Computes similarity between two objects using learnable feature bank and Tversky parameters (α, β, θ).
S_Ω,α,β,θ(a,b): ℝ^d × ℝ^d → ℝ
- __init__(in_features: int, num_features: int, alpha: float = 0.5, beta: float = 0.5, learnable_ab: bool = True, learnable_theta: bool = False, theta: float = 1e-07, intersection_reduction: IntersectionReduction | str = 'product', difference_reduction: DifferenceReduction | str = 'substractmatch', use_contrast_form: bool = False, feature_init: Literal['uniform', 'normal', 'xavier_uniform', 'xavier_normal'] = 'xavier_uniform')[source]¶
Initialize Tversky Similarity Layer.
- Parameters:
in_features – Dimension of input vectors
num_features – Number of features in feature bank (|Ω|)
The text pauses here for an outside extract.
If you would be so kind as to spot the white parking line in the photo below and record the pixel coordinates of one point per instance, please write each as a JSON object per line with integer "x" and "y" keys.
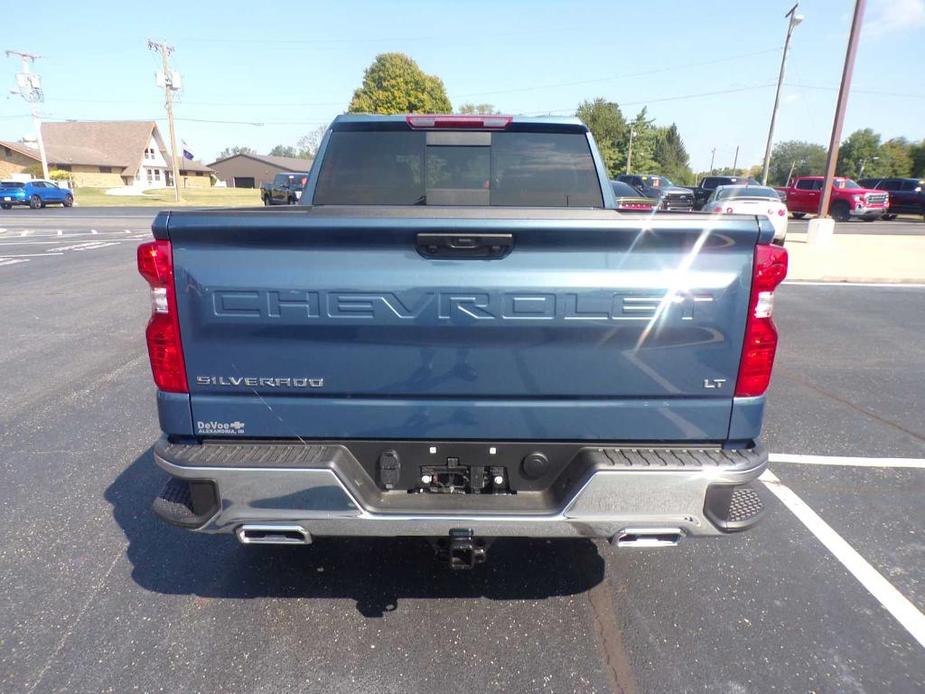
{"x": 918, "y": 463}
{"x": 892, "y": 600}
{"x": 889, "y": 285}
alpha – Initial value for α parameter (weight for a’s distinctive features)
beta – Initial value for β parameter (weight for b’s distinctive features)
learnable_ab – Whether α and β are learnable parameters
learnable_theta – Whether θ is a learnable parameter (only for contrast form)
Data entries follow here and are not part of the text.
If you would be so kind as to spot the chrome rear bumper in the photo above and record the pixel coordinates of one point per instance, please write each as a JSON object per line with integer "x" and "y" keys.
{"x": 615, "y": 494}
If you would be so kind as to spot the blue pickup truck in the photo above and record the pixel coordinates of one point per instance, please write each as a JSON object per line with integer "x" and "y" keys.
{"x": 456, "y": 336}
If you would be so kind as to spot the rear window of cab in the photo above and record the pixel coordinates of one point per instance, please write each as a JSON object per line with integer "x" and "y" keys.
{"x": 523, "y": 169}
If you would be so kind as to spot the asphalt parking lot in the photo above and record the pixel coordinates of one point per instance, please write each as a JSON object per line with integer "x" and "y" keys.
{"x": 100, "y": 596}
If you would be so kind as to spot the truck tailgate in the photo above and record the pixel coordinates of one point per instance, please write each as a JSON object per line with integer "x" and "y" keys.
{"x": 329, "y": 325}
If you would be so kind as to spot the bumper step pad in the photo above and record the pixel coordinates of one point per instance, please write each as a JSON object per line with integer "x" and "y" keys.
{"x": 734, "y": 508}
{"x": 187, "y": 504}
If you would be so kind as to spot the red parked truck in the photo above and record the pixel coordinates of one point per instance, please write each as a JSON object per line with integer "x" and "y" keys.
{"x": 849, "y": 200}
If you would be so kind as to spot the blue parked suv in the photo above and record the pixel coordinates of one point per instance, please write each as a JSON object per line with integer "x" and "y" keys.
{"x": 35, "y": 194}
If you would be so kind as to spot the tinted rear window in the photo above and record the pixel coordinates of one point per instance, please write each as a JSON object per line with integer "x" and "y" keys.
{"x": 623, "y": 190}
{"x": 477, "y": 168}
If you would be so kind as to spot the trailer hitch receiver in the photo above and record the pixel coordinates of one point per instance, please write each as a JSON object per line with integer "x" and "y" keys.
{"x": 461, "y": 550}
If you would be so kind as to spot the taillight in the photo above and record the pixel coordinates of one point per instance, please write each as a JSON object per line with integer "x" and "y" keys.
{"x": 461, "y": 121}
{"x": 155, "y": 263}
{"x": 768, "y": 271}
theta – Initial value or constant for numerical stability
intersection_reduction – Method for computing feature intersections
difference_reduction – Method for computing feature differences
use_contrast_form – Use linear combination instead of ratio form
feature_init – Initialization method for feature bank
Layer for computing element-wise similarity between pairs of objects.
Key Methods:
forward(a, b)- Compute similarity between object pairsreset_parameters()- Reinitialize parameters
Usage Examples¶
Basic Projection Layer¶
import torch
from verskyt.layers import TverskyProjectionLayer
# Create layer (replaces nn.Linear(128, 10))
layer = TverskyProjectionLayer(
in_features=128,
num_prototypes=10,
num_features=256,
learnable_ab=True
)
# Forward pass
x = torch.randn(32, 128)
similarities = layer(x) # shape: [32, 10]
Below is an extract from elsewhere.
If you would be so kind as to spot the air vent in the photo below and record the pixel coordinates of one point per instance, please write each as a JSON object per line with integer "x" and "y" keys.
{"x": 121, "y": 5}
Pairwise Similarity Layer¶
from verskyt.layers import TverskySimilarityLayer
# Create similarity layer
sim_layer = TverskySimilarityLayer(
in_features=64,
num_features=128,
learnable_ab=True
)
# Compute pairwise similarities
a = torch.randn(32, 64)
b = torch.randn(32, 64)
similarities = sim_layer(a, b) # shape: [32]
Parameter Access and Modification¶
layer = TverskyProjectionLayer(10, 5, 20)
# Access learned representations
prototypes = layer.prototypes.detach()
features = layer.feature_bank.detach()
# Modify specific prototype (for intervention studies)
new_prototype = torch.zeros(10)
layer.set_prototype(0, new_prototype)
# Access Tversky parameters
print(f"Alpha: {layer.alpha.item()}")
print(f"Beta: {layer.beta.item()}")